October 17th, 2011 |Posted by Janelle

November provides us with an unusually high supply of beautiful covers featuring our favorite girls, but which one is the best of the bunch? Tell us your thoughts on this month’s lineup of covers.

Rosie Huntington Whiteley by Alexi Lubomirski on Vogue Germany
Diamonds are a girl’s best friend and Rosie never fails to look sexy, but it would have been nice to see her in some couture.

Mariacarla Boscono on Vogue Korea
As one of the girls who can do no wrong, Mariacarla never fails to excite, but we’re not sure if this icy image illustrates the ‘Woman Power’ headline.

Naomi Campbell by Ronald Dick on Lurve Magazine
The combo of Gareth Pugh and no-eyebrows is a striking look on the iconic Ms.

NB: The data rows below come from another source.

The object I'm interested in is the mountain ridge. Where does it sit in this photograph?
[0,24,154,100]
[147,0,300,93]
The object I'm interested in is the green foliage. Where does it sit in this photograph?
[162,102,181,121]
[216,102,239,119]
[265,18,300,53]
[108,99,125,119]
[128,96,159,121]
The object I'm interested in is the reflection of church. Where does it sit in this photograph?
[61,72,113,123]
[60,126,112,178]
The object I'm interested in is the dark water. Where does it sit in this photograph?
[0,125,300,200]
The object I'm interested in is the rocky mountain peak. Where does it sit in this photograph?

Campbell.

Bambi Northwood Blyth by JM Ferrater METAL Magazine
The edgy Spanish must read gives us an elegant and delicately beautiful image of Bambi at her best.

Edita Vilkeviciute by Peter Lindbergh on Vogue China
Edita, Lindbergh and loads of Vuitton, what’s not to love?

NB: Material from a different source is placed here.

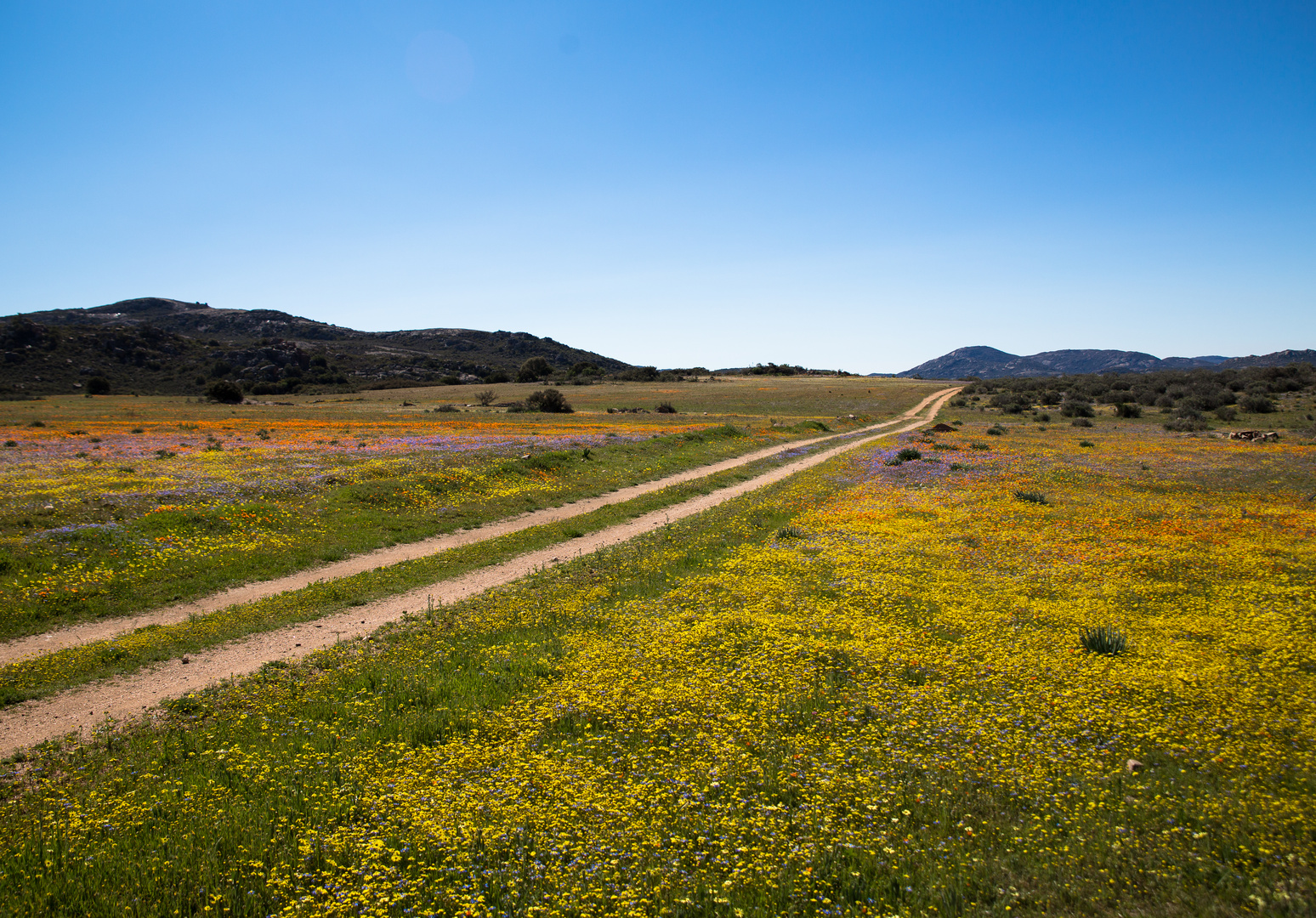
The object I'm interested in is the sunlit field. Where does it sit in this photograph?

Miranda Kerr by Jillian Davison on Harper’s Bazaar Australia
Mrs. Bloom in a curve conscious Mary Katrantzou ensemble that grabs your attention.

Lara Stone by Mario Sorrenti on Vogue Japan
At this point everyone is probably tired of seeing that Givenchy collection on magazine covers, but Lara looks fresh nonetheless.

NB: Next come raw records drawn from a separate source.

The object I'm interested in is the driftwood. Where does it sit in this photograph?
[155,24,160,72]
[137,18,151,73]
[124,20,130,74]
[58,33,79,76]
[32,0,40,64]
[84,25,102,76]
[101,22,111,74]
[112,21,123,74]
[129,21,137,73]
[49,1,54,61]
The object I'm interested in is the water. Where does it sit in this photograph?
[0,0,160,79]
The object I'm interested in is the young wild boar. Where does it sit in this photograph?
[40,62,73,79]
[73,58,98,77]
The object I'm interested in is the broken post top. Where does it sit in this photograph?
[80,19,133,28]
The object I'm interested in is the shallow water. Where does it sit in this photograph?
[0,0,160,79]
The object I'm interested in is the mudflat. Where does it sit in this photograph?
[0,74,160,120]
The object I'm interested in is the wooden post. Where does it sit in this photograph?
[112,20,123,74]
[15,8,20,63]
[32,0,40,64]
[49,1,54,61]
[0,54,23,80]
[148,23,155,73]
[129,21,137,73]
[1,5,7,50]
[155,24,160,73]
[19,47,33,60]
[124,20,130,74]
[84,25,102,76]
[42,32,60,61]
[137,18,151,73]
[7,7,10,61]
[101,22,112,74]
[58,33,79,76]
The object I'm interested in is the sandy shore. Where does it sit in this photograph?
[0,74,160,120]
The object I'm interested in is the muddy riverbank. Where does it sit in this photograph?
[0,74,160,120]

Alina Baikova by Nicole Bentley on Vogue Australia
It is always summer somewhere and Aussie Vogue rings in the season with Alina in stripes and brights.

Lindsey Wixson by Phil Poynter on W Korea
Dramatic posing and an outlandish outfit bring this image to life – bonus points to anyone who can ID the ensemble!

Jac Jagaciak by Nino Munoz on Numero Tokyo
Jac never fails to look sweet, though it would have been lovely to see a smile on this ‘Gentle-lady’ themed cover.